SC Wacker Dinslaken feiert 100-jähriges Bestehen

Jubiläum : SC Wacker Dinslaken blickt auf 100 Jahre zurück

Am Samstag feiert der Club sein 100-jähriges Bestehen. Langjährige Mitglieder erinnern sich an erfolgreiche Zeiten. Derzeit erlebt der Verein einen Aufschwung. Unter anderem soll es bald Frauen-Fußball geben.

Fast genau 100 Jahre ist es her, da wurde im Mai 1919 der Verein Union Feldmark gegründet. Vier Jahre später benannte sich der Club dann in Wacker Dinslaken um. Die Namensgebung haben die Mitglieder den belgischen Truppen zu verdanken, die zu Beginn der 1920er-Jahre die Feldmark besetzt hatten. Die Sportler der Union Feldmark trafen sich nach der körperlichen Ertüchtigung regelmäßig in ihrem Vereinslokal Ortmann. Wenn die Sperrstunde überschritten war, kam es vor, dass die Soldaten für Ruhe sorgten.

Eines Abends klopfte eine belgische Patrouille an die Tür. Einer der Soldaten betrat den Raum, deutete mit seinem Gewehr auf die Wanduhr und sagte „Wacker, Wacker“. Frei übersetzt: Jetzt aber ab nach Hause. Dieses Szenario wiederholte sich in diesen Zeiten mehrmals und so wurde es zu einer gängigen Verabschiedung unter Vereinskameraden.

Bis ins Jahr 1934 wurde unter dem Namen Wacker Dinslaken Fußball gespielt, dann wurde der Verein in den SuS 09 Dinslaken überführt. Die Feldmärker spielten ab 1937 unter dem Namen Schwarz-Weiss Dinslaken und taten dies bis zum Einmarsch der alliierten Truppen im Jahr 1943. Im Herbst 1945 ging dann der SC Wacker Dinslaken mit zwei Senioren- und drei Jugendmannschaften wieder an den Start. Glorreiche Zeiten sollten folgen. Den Feldmärkern gelang 1969 der Aufstieg in die Landesliga, die damals zweithöchste Amateurklasse.

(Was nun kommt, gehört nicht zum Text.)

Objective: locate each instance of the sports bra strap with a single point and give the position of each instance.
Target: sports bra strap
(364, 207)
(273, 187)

Julien Wans (links) gibt seinen Trainerposten bald an Benjamin van de Loo ab und fungiert dann als Sportlicher Leiter des SC Wacker Dinslaken. Foto: Wans

Die Spieler aus diesen Jahren sind bis heute nicht vergessen. Helmut Zaksek kann noch viel von früher erzählen. Auch Klaus Brugger, der wie Zaksek der Landesligamannschaft angehörte, erinnert sich gerne zurück. Der sogenannte Wackergeist beinhaltet die Begeisterung für Sport an der Feldmark und ein familiäres Miteinander, wie Brugger sagt: „Wir waren damals wie eine Familie. Es war bei uns gang und gäbe, nach dem Training oder nach dem Spiel noch zur Kneipe Biefang an der Augustastraße zu gehen.“ Dort feierte Brugger übrigens später seine Hochzeit.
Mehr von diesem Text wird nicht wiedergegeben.